Let's rewrite the expression slightly:

$L = \lim_{x \to 1} \frac{-x^{2022}(x+1)}{P_{2024}(x) P_{2022}(x)} \cdot \frac{1}{x-1}$

As $x \to 1$, the first part of the expression approaches:

$\lim_{x \to 1} \frac{-x^{2022}(x+1)}{P_{2024}(x) P_{2022}(x)} = \frac{-(1)^{2022}(1+1)}{P_{2024}(1) P_{2022}(1)} = \frac{-1(2)}{2024 \cdot 2022} = \frac{-2}{2024 \cdot 2022}$

So the limit becomes:

$L = \left( \frac{-2}{2024 \cdot 2022} \right) \cdot \lim_{x \to 1} \frac{1}{x-1}$

The limit $\lim_{x \to 1} \frac{1}{x-1}$ does not exist.
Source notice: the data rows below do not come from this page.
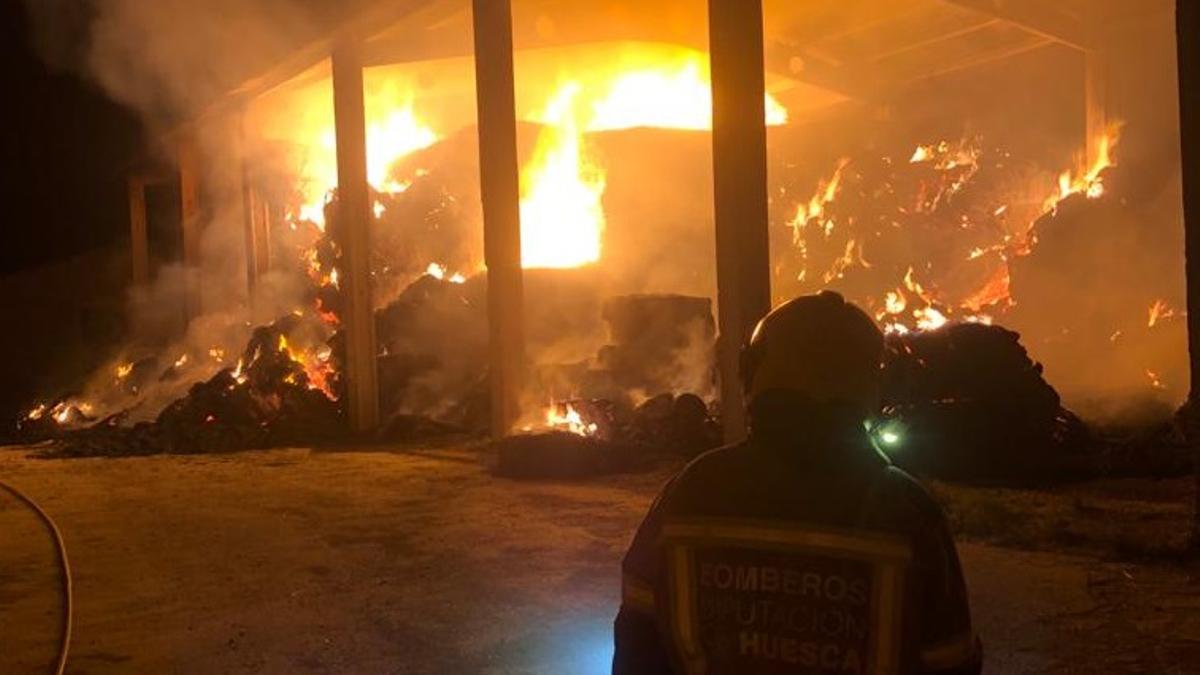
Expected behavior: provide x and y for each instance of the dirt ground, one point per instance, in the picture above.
(419, 561)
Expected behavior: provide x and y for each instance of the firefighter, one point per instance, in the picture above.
(801, 549)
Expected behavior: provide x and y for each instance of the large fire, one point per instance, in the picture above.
(916, 296)
(562, 186)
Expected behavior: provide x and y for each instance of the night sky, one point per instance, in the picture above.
(65, 148)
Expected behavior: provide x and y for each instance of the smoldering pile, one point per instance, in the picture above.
(269, 399)
(966, 401)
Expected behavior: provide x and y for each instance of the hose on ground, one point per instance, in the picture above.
(67, 590)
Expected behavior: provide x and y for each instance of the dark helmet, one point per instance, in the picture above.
(819, 345)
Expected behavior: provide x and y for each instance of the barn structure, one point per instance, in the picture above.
(808, 54)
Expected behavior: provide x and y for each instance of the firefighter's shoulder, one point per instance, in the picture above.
(706, 477)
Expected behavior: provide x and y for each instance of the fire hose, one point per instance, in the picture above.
(67, 599)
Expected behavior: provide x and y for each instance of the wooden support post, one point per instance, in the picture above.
(258, 233)
(354, 237)
(1096, 95)
(187, 157)
(499, 186)
(739, 178)
(139, 237)
(1188, 45)
(255, 220)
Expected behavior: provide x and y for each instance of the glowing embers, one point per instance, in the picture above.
(441, 273)
(565, 417)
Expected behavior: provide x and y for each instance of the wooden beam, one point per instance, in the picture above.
(739, 181)
(1038, 17)
(189, 160)
(1187, 16)
(353, 236)
(139, 237)
(499, 189)
(981, 59)
(935, 40)
(1097, 105)
(255, 220)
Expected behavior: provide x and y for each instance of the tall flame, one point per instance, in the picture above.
(562, 217)
(1087, 179)
(562, 187)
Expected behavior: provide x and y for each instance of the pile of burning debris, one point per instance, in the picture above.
(268, 399)
(967, 402)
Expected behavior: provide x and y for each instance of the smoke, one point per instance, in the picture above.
(169, 61)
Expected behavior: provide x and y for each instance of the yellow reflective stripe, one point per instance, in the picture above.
(865, 545)
(949, 653)
(684, 620)
(636, 595)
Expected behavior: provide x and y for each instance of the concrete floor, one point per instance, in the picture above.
(316, 562)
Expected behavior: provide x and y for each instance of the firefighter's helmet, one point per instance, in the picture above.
(819, 345)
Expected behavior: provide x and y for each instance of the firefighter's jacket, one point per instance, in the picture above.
(795, 551)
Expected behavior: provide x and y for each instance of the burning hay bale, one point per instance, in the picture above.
(269, 399)
(967, 402)
(597, 436)
(561, 454)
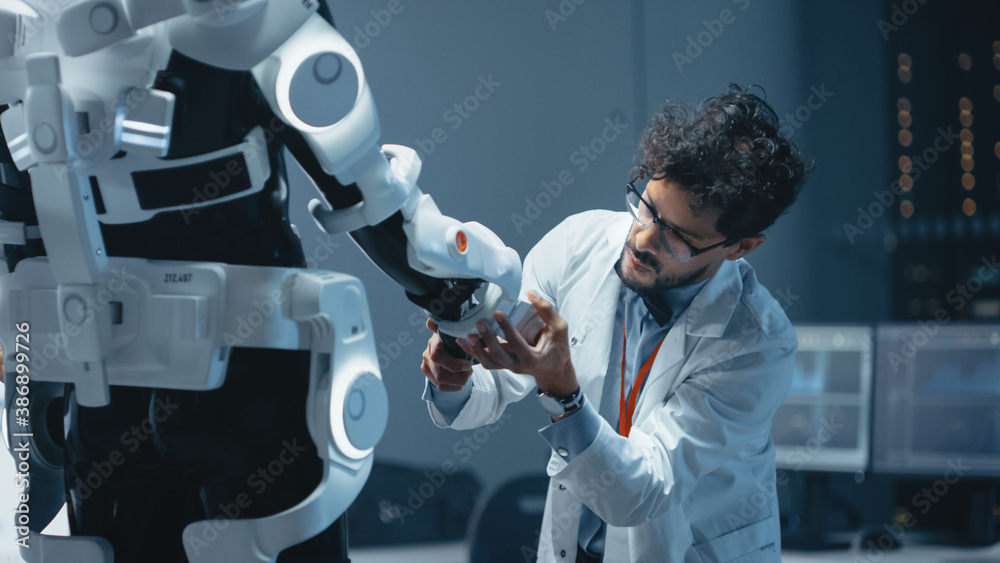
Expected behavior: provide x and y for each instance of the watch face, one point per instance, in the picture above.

As $x \to 1^+$, $\frac{1}{x-1} \to +\infty$. As $x \to 1^-$, $\frac{1}{x-1} \to -\infty$.

Since the first factor $\frac{-2}{2024 \cdot 2022}$ is a non-zero finite number, the overall limit does not exist.